Cafer Solgun, “CHP, HDP ile işbirliği yaptığı için değil iktidar partisinin zorbalıklarına karşı ‘muhalefet’ olmanın sorumluluğuyla işbirliği yapmaktan uzak durduğu için yanlış yapmaktadır; ben de dahil birçok yorumcu da bunu söylüyor, ama CHP oralı bile olmuyor” ifadelerini kullandı.

Cafer Solgun’un Meydan’da yayınlanan, “Kılıçdaroğlu’na saldırıyorlar, ama…” başlıklı yazısı şöyle:

CHP lideri Kılıçdaroğlu, ısrar ve inatla gündemde tutulan, hatta memleketin yegane gündemi olsun istenen ‘Türk tipi başkanlık’ dayatmasıyla ilgili itirazını ‘kan dökülür’ şeklinde dile getirince, her benzer durumda olduğu gibi, iktidar cenahı tepeden tırnağa ‘harekete’ geçti. Hakarette sınır tanımıyorlar. Cumhurbaşkanı Erdoğan ‘sapık’, ‘sapkınlık’ diyerek seviyesizliğin ‘çıtasını’ yüksek tutunca yandaş taifesi kan damlayan kalemlerini Kılıçdaroğlu’na doğrultup ‘atış serbest’ pozisyonu aldı.
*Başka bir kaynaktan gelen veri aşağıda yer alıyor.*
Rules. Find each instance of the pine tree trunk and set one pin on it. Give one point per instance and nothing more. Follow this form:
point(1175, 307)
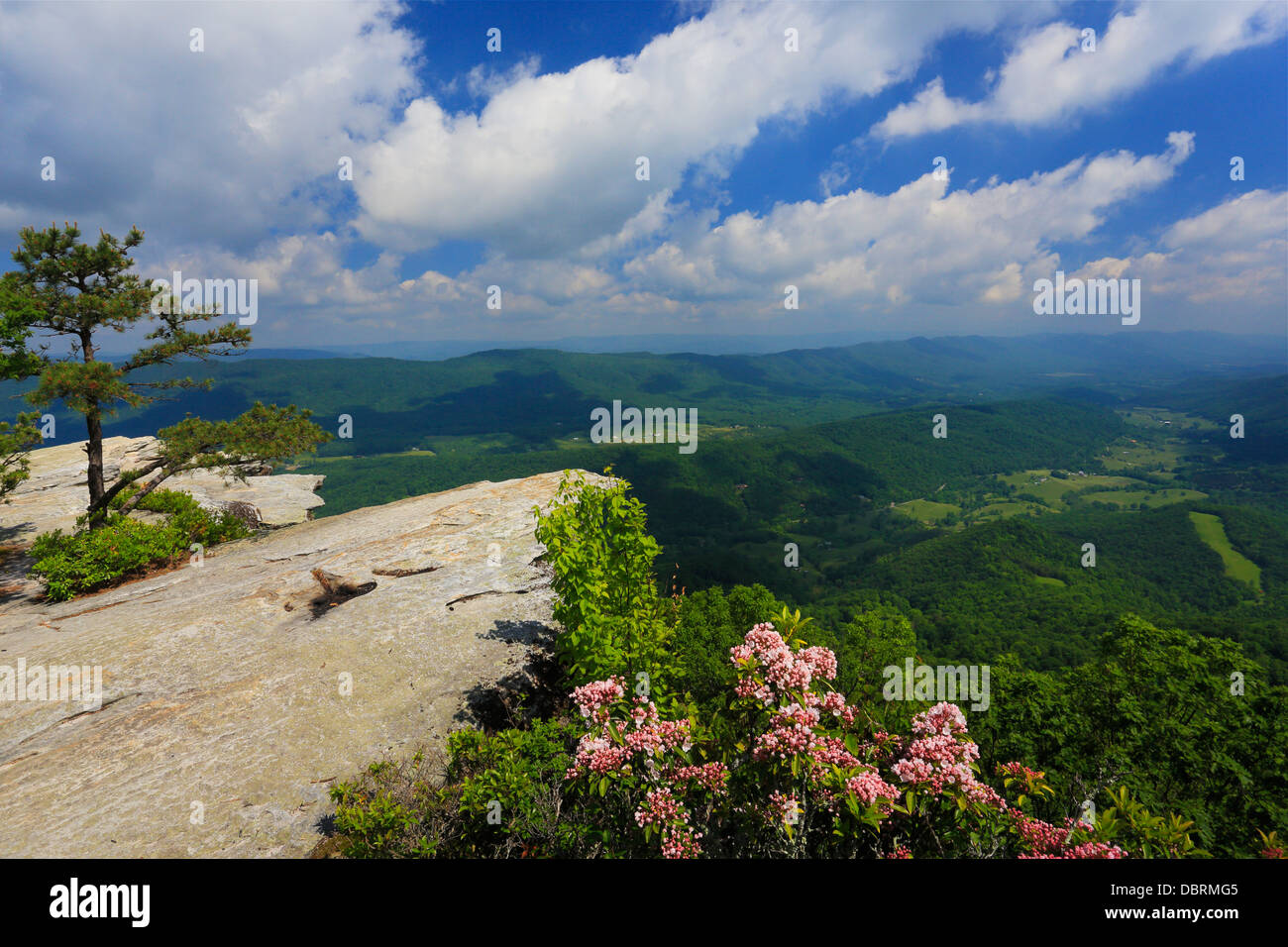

En gözde ve ‘iş gören’ argümanları da CHP ve Kılıçdaroğlu’nu HDP, hatta PKK ile kol kola girmekle itham etmeleri. Oysa Sayın Kılıçdaroğlu ve kurmayları bu konuda anlaşılmaz derecede ‘yüksek’ bir hassasiyetle hareket ediyorlar.

Dokunulmazlıkların kaldırılması girişiminde buna bir kez daha tanıklık ettik; “Aslında anayasaya aykırı ama HDP’yi destekliyor demesinler diye evet diyeceğiz” tutumunu hatırlayın…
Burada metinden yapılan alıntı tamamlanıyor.